林逍遙與洛璃剛踏入棄玉院那扇吱呀作響的破木門,
還未及喘口氣,一道身著內門執事服飾的身影便已悄無聲息地出現在院中,動作快得仿佛早已等候多時。
來者面色肅然,對著林逍遙微微拱手,語氣卻帶著不容置疑的意味:
“林師弟,宗主與諸位長老有請,即刻隨我前往宗主大殿。”
該來的,終究來了。
林逍遙與洛璃對視一眼,皆從對方眼中看到了一絲了然。
洛璃輕輕點頭,低聲道:
“小心應對。
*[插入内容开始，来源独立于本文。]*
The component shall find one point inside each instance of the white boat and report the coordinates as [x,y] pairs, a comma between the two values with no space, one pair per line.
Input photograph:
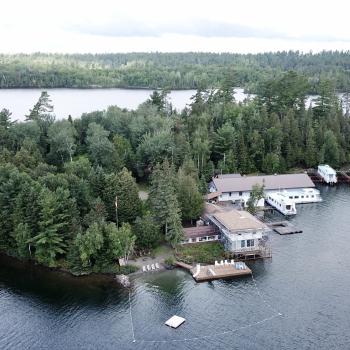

”
林逍遙回以一個安心的眼神,整理了一下略顯褶皺的衣袍,
便隨著那執事,在無數道或羨慕、或嫉妒、或復雜的目光注視下,
離開了這片他居住了三年的“遺棄之地”。
宗主大殿位于漱玉宗核心區域,飛檐斗拱,氣勢恢宏,與棄玉院的破敗判若云泥。
踏入殿內,一股莊嚴肅穆的氣息撲面而來。
地面光可鑒人,穹頂高懸,數顆碩大的明月石散發出柔和而明亮的光輝,將大殿照得亮如白晝。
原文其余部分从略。